You are viewing a plain text version of this content. The canonical link for it is here.
Posted to issues@flink.apache.org by "Miguel E. Coimbra (JIRA)" <ji...@apache.org> on 2018/04/24 00:54:00 UTC

[jira] [Created] (FLINK-9242) LocalEnvironment - Operator threads stuck on java.lang.Thread.State: WAITING

Miguel E. Coimbra created FLINK-9242:
----------------------------------------

             Summary: LocalEnvironment - Operator threads stuck on java.lang.Thread.State: WAITING
                 Key: FLINK-9242
                 URL: https://issues.apache.org/jira/browse/FLINK-9242
             Project: Flink
          Issue Type: Bug
          Components: Cluster Management
    Affects Versions: 1.5.0, 1.6.0
         Environment: *SETUP 1*
- Windows 7 Pro x64
- Java 1.8.0_162 x64
- 8 GB RAM
- Intel i7 620M

*SETUP 2*
- Slackware 14.2 x64 GNU/Linux 4.4.88
- Java openjdk version "1.8.0_151"
OpenJDK Runtime Environment (IcedTea 3.6.0) (Slackware)
OpenJDK 64-Bit Server VM (build 25.151-b12, mixed mode)
- 256 GB RAM
- 8x Intel(R) Xeon(R) CPU E7- 4830


            Reporter: Miguel E. Coimbra
         Attachments: flink_debugging.PNG

Hello,

As per Fabian Hueske's advice on the mailing list, I am detailing the problem here.
 This happens on my code in both 1.5-SNAPSHOT and 1.6-SNAPSHOT but not on 1.4.2 (stable).
 I believe it might be some sort of regression which was introduced post 1.4.2.
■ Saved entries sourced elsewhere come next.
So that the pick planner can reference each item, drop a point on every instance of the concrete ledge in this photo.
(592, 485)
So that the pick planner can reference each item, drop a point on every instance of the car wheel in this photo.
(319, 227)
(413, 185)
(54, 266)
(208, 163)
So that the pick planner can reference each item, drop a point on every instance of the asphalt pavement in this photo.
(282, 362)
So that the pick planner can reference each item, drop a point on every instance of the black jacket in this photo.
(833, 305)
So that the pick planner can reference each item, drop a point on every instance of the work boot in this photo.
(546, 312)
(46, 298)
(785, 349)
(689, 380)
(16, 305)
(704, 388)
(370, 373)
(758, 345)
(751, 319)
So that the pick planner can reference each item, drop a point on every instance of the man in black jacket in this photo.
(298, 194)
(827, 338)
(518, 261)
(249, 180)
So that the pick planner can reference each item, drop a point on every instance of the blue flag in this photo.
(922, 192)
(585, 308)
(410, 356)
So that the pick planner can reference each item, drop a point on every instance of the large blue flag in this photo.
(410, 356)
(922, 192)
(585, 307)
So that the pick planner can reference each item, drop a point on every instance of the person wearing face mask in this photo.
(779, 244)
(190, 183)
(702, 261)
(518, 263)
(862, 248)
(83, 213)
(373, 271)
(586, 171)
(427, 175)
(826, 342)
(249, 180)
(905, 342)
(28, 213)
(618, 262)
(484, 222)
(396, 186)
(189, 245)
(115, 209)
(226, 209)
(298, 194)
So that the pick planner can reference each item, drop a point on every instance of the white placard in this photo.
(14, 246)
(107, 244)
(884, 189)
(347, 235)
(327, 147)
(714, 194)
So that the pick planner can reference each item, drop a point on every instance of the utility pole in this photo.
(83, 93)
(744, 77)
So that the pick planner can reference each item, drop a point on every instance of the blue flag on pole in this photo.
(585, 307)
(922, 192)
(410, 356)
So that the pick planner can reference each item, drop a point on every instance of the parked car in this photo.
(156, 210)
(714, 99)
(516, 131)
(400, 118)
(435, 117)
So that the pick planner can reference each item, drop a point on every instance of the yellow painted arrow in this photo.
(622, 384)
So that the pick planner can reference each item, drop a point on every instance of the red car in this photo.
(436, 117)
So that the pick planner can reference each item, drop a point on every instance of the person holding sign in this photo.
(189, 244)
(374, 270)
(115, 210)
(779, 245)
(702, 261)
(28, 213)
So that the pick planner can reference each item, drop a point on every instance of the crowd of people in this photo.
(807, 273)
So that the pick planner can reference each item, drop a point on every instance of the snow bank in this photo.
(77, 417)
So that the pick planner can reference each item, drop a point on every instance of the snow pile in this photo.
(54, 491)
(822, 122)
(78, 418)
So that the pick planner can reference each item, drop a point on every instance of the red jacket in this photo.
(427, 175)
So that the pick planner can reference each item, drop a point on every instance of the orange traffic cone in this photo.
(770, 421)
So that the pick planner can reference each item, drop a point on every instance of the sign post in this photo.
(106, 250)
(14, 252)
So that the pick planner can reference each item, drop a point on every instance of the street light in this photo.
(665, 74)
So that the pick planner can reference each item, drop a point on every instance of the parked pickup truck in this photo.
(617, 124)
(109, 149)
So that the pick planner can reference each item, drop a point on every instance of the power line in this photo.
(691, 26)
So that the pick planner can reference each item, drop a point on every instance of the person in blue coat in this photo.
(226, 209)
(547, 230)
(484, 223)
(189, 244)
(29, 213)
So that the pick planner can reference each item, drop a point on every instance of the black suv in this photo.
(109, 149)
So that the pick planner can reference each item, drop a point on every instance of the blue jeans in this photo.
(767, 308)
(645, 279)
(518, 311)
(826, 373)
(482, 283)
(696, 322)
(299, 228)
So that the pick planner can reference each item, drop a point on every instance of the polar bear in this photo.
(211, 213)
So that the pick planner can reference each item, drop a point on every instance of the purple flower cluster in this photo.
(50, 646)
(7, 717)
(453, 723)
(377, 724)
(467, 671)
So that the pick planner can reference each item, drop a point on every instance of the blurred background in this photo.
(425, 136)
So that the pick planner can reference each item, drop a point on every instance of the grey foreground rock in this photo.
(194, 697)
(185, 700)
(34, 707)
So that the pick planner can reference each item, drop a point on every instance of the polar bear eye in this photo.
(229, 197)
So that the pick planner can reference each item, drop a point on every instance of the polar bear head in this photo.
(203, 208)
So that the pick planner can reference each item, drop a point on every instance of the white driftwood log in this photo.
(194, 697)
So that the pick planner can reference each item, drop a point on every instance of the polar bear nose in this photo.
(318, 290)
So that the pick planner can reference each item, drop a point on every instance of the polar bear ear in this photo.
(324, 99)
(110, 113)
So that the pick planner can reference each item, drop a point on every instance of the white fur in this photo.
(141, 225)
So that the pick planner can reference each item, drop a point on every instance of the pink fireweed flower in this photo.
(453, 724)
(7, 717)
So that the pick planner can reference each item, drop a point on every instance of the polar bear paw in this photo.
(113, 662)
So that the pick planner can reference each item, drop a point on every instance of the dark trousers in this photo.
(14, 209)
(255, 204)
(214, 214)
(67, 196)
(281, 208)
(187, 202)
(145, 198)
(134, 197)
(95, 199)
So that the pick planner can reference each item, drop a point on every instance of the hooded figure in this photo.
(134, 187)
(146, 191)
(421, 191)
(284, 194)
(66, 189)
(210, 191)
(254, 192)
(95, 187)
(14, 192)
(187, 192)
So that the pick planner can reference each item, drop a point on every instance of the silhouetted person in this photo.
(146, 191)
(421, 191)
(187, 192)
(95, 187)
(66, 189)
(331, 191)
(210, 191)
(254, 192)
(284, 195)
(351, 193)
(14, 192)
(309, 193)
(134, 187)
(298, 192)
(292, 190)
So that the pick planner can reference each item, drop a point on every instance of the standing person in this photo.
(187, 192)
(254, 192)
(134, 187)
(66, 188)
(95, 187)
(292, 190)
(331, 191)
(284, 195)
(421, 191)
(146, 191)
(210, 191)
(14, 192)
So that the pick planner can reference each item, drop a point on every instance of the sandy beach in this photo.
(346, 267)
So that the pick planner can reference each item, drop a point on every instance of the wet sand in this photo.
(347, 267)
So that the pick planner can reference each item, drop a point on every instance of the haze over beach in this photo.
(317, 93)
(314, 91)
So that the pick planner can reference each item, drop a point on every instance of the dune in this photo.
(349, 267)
I'm getting different DataSet operators blocked on java.lang.Thread.State: WAITING for no apparent reason.
 I only tested this using a LocalEnvironment which is created like so:
{code:java}
final Configuration conf = new Configuration();
conf.setString("web.log.path", logPath);
conf.setString("jobmanager.rpc.address", "127.0.0.1");
conf.setString("web.port", "8081-9000");
conf.setString("query.server.ports", "2000-30000");
conf.setString("query.proxy.ports", "30001-60000");

LocalEnvironment lenv = (LocalEnvironment) ExecutionEnvironment.createLocalEnvironmentWithWebUI(conf);
{code}
(also tried creating the LocalEnvironment without the web interface and it also happens)

I have debugged with IntelliJ IDEA and obtained thread dumps from different executions, and realized quite a few operator threads are stuck on java.lang.Thread.State: WAITING.

I cannot share my code at the moment, but essentially I have a series of jobs and some use common data (I made sure it was written to disk in job _i_ and read back from disk in job _i + 1_)

There are three major threads that I find to be in this waiting state.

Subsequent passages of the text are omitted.